The women worked on the net, repairing weakened strands and making a new section from cords of fibrous vines, stringy barks, tough grasses, and long animal hairs to lengthen it. Although it was a strong, tough material, sinew was not used. As with leather, water made it hard and stiff and it didn’t absorb the softening fat well.

The massive sturgeon, often upward of twelve feet in length and weighing over a ton, migrated from the sea, where it spent most of the year, into freshwater streams and rivers to spawn in early summer. The fleshy feelers on the underside of its toothless mouth gave the ancient, sharklike fish a fearsome appearance, but its diet consisted of invertebrates and small fish foraged from the bottom. The smaller cod, usually no more than twenty-five pounds, but ranging up to two hundred pounds and more, migrated seasonally northward into shallower water in summer. Although
mostly a bottom feeder, it sometimes swam near the surface and into freshwater outlets when migrating or chasing food.
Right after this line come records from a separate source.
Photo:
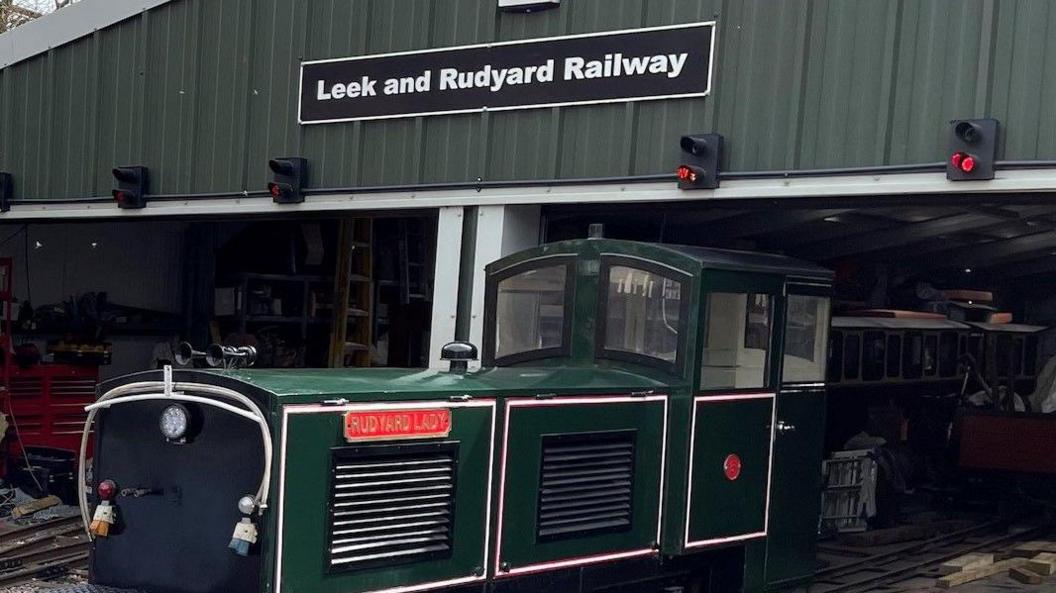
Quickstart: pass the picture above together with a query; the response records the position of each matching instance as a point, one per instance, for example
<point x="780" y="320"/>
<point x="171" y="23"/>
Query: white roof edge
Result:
<point x="67" y="24"/>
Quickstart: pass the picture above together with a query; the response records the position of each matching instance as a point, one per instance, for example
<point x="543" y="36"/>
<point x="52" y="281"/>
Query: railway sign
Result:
<point x="637" y="64"/>
<point x="390" y="424"/>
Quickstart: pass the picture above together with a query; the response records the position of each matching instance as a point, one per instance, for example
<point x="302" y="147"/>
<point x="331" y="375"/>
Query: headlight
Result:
<point x="174" y="422"/>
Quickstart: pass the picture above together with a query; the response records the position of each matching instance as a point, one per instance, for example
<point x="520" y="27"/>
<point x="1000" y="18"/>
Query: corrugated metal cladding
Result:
<point x="204" y="92"/>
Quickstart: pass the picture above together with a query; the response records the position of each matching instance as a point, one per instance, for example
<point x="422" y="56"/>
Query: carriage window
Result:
<point x="912" y="356"/>
<point x="530" y="311"/>
<point x="806" y="333"/>
<point x="835" y="357"/>
<point x="1004" y="354"/>
<point x="893" y="356"/>
<point x="873" y="344"/>
<point x="1031" y="356"/>
<point x="930" y="355"/>
<point x="947" y="354"/>
<point x="852" y="356"/>
<point x="737" y="341"/>
<point x="642" y="313"/>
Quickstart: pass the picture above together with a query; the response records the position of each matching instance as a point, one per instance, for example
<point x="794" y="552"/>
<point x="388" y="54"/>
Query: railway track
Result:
<point x="42" y="552"/>
<point x="898" y="565"/>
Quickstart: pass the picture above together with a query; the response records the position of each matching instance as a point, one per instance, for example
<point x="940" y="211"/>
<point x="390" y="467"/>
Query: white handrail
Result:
<point x="146" y="390"/>
<point x="177" y="397"/>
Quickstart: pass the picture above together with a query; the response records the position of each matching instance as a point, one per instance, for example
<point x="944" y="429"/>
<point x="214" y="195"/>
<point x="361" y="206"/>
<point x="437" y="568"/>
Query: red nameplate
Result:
<point x="378" y="425"/>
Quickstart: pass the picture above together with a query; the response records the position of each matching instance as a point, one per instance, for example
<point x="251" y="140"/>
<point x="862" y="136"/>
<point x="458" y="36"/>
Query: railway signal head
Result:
<point x="701" y="155"/>
<point x="288" y="177"/>
<point x="131" y="190"/>
<point x="973" y="149"/>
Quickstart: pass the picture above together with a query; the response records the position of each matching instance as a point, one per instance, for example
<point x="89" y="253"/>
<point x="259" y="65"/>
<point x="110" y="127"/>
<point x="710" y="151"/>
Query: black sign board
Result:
<point x="624" y="65"/>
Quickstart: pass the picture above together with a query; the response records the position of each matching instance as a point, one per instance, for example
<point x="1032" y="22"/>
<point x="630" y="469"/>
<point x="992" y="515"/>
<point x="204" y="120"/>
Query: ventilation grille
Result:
<point x="392" y="504"/>
<point x="586" y="484"/>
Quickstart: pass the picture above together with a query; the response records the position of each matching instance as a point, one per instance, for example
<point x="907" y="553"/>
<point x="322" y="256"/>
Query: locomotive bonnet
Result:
<point x="622" y="433"/>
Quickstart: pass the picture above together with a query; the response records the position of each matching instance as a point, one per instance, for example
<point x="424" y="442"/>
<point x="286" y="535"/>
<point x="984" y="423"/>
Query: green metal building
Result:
<point x="832" y="111"/>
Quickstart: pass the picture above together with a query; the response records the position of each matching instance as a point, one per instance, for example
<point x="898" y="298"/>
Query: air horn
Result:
<point x="230" y="357"/>
<point x="186" y="354"/>
<point x="217" y="356"/>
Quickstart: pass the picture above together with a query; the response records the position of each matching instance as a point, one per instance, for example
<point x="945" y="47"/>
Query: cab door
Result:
<point x="798" y="438"/>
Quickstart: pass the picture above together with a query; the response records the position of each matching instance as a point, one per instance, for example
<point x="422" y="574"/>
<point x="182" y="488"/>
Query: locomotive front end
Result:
<point x="178" y="489"/>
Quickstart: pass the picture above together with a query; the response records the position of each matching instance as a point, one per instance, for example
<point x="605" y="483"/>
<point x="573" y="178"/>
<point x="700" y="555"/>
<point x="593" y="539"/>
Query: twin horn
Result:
<point x="217" y="356"/>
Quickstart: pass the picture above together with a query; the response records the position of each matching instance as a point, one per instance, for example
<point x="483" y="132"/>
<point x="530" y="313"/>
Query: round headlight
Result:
<point x="174" y="422"/>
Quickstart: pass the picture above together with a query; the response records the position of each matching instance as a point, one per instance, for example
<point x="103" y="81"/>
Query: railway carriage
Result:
<point x="646" y="418"/>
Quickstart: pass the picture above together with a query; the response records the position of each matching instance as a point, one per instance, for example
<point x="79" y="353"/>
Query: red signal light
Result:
<point x="685" y="173"/>
<point x="732" y="466"/>
<point x="963" y="160"/>
<point x="107" y="490"/>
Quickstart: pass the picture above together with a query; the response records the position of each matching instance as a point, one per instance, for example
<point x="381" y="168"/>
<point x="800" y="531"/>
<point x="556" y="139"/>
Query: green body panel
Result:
<point x="794" y="503"/>
<point x="203" y="92"/>
<point x="721" y="508"/>
<point x="310" y="437"/>
<point x="528" y="396"/>
<point x="527" y="426"/>
<point x="394" y="384"/>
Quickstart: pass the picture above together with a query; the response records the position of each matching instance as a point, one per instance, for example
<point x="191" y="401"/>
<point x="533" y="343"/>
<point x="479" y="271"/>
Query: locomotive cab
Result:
<point x="620" y="435"/>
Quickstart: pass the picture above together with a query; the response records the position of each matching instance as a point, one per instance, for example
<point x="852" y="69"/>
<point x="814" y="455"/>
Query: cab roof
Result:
<point x="682" y="256"/>
<point x="325" y="383"/>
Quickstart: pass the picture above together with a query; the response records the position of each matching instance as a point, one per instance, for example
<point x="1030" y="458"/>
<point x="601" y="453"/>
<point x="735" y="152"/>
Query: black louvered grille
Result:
<point x="586" y="484"/>
<point x="392" y="504"/>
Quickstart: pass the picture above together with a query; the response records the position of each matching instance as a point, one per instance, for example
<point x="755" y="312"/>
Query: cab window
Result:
<point x="531" y="312"/>
<point x="737" y="341"/>
<point x="806" y="336"/>
<point x="642" y="314"/>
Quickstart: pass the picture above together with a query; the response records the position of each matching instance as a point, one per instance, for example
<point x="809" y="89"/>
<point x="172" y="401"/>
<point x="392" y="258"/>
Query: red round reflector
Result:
<point x="108" y="490"/>
<point x="732" y="466"/>
<point x="686" y="174"/>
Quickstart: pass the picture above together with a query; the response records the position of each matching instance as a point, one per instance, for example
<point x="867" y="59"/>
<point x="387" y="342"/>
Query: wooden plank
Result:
<point x="1023" y="575"/>
<point x="35" y="507"/>
<point x="1043" y="563"/>
<point x="951" y="580"/>
<point x="966" y="562"/>
<point x="904" y="533"/>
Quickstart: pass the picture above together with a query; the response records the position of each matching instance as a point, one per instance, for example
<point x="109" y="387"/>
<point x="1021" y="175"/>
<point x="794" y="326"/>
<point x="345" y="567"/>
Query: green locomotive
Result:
<point x="647" y="418"/>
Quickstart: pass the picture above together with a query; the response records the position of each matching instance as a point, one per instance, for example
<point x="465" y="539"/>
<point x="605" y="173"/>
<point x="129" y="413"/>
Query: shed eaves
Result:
<point x="67" y="25"/>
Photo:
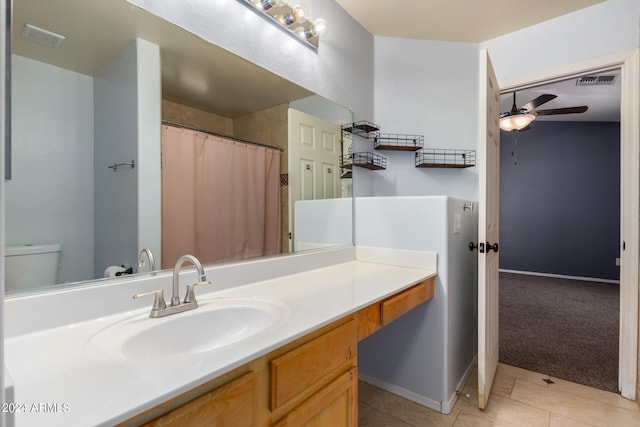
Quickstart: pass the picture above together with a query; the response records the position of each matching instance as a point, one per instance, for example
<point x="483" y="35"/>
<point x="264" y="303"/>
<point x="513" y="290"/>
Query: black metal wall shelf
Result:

For the fourteen days of the sturgeon’s summer spawning, the mouths of the streams and rivers were full. Though the fish that chose the smaller waterways did not reach the size of the giants that churned their way up the great rivers, the sturgeon that found their way into the clan’s net would be more than enough for them to beach. As the time for the migrations neared, Brun sent someone to the seacoast every day. The first of the mighty beluga sturgeon had just broached the stream when he gave the word. They would leave the next morning.

Ayla woke up full of excitement. She had her sleeping fur tied into a bundle, food and cooking gear packed in her collecting basket, and the large hide that would be used as a shelter loaded on top even before breakfast. Iza never left the cave without her medicine bag, and she was still packing it when Ayla ran outside the cave to see if they were ready to leave.
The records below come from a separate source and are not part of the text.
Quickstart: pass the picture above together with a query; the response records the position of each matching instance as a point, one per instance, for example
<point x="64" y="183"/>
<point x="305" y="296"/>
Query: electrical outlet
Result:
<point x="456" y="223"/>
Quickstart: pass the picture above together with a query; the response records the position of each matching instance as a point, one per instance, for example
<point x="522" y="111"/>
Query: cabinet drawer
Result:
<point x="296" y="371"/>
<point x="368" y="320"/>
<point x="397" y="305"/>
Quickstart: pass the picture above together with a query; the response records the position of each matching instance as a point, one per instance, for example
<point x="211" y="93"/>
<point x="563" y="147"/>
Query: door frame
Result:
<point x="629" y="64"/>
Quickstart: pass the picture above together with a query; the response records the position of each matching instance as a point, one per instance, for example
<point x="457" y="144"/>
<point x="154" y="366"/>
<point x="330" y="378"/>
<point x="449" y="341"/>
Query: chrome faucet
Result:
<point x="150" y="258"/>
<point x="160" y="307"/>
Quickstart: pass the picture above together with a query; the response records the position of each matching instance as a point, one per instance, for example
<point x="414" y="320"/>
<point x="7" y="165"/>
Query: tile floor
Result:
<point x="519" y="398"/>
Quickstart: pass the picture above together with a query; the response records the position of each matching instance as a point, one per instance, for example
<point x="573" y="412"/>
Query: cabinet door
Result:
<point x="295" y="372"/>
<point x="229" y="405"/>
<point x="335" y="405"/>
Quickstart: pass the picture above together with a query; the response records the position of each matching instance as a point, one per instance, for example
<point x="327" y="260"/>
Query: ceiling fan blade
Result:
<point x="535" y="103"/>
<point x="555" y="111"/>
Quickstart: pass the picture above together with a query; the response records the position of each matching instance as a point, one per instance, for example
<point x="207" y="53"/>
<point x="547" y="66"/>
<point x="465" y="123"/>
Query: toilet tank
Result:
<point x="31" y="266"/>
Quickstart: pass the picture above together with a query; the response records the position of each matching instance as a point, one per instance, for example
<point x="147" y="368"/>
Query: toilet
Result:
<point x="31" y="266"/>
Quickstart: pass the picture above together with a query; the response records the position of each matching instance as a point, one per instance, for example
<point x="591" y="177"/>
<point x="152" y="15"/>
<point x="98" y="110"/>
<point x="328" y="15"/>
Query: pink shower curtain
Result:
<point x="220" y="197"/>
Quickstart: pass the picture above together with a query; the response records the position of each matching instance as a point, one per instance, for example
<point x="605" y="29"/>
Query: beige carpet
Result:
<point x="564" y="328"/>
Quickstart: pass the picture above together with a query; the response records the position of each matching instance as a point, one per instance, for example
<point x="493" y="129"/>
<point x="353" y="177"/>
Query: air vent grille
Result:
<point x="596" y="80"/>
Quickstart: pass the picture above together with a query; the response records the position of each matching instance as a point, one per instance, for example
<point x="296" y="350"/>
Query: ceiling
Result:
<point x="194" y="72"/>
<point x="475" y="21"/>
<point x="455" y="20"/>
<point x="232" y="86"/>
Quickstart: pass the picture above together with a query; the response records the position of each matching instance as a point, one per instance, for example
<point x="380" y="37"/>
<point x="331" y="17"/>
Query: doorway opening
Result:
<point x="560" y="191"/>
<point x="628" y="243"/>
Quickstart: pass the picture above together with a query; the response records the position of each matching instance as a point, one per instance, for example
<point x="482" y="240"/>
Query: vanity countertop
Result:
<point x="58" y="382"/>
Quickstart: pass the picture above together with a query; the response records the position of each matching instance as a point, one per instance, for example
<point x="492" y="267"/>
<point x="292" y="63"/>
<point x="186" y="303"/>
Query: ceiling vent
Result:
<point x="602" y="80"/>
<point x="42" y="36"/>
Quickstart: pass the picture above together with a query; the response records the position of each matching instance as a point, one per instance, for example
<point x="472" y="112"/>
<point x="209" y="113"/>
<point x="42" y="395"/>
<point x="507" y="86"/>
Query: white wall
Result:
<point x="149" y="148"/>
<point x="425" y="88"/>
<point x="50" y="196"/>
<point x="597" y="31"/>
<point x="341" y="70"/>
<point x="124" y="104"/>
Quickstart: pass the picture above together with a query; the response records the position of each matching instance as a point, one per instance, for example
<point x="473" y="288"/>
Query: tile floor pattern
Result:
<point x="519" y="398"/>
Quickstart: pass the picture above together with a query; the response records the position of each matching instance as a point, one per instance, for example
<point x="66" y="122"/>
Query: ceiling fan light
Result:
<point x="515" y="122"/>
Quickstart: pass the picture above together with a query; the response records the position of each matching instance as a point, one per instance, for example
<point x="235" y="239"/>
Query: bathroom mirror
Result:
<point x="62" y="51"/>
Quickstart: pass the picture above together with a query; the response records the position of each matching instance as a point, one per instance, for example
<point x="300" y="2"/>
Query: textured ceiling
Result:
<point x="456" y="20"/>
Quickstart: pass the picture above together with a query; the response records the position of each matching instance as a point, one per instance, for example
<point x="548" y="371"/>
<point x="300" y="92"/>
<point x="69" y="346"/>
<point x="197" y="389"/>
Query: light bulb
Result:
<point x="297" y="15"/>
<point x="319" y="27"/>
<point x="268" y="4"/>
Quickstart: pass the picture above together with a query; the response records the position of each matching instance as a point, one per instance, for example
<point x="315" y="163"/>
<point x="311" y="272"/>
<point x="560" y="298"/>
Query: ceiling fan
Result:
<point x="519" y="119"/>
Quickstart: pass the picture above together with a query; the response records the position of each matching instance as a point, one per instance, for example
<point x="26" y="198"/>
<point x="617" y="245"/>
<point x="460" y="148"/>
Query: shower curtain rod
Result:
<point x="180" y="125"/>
“Hurry, Iza,” she encouraged, running back in. “We’re almost ready to go.”

“Settle down, child. The sea isn’t going anywhere,” Iza replied after she pulled the drawstring tight.

Ayla lifted the collecting basket to her back and picked up Uba. Iza followed, then turned to look back, trying to remember if she had forgotten anything. She always felt as though she was forgetting something when she left the cave. Well, Ayla can come back for it, if it’s important, she thought. Most of the clan were outside and shortly after Iza fell into her proper place, Brun gave the signal to start. They had barely gotten under way when Uba squirmed to get down.

“Uba not baby! Want to walk myself,” she motioned with childish dignity. At three and a half, Uba had begun to emulate the adults and older children and to reject the pampering that infants and babies received. She was growing up. In something close to four years, she would likely be a woman. She had much to learn in four short years, and through an inner sense of her rapid maturation she was beginning to prepare herself for the added responsibilities that would be hers so soon.

“All right, Uba,” Ayla motioned as she let her down. “But stay close behind me.”

They followed the stream down the side of the mountain, working around its altered course along a new path that had already been formed near the logjam. It was an easy hike—though the trip back would take more exertion—and before noon they reached a broad stretch of beach. They set up temporary shelters well back from encroaching tides using driftwood and brush for supports. Fires were started and the net rechecked. They would begin fishing the next morning. After camp was set up, Ayla wandered toward the sea.

“I’m going in the water, mother,” she motioned.

“Why do you always want to go in the water, Ayla? It’s dangerous, and you always go out so far.”

“It’s wonderful, Iza. I’ll be careful.”

It was always the same, when Ayla went swimming, Iza worried. Ayla was the only one who liked to swim; she was the only one who could. The large heavy bones of Clan people made swimming difficult. They didn’t float easily and had a great fear of deep water. They waded into the water to catch fish, but they never liked to go in deeper than waist level. It made them uneasy. Ayla’s predilection for swimming was considered one of her peculiarities. It was not the only one.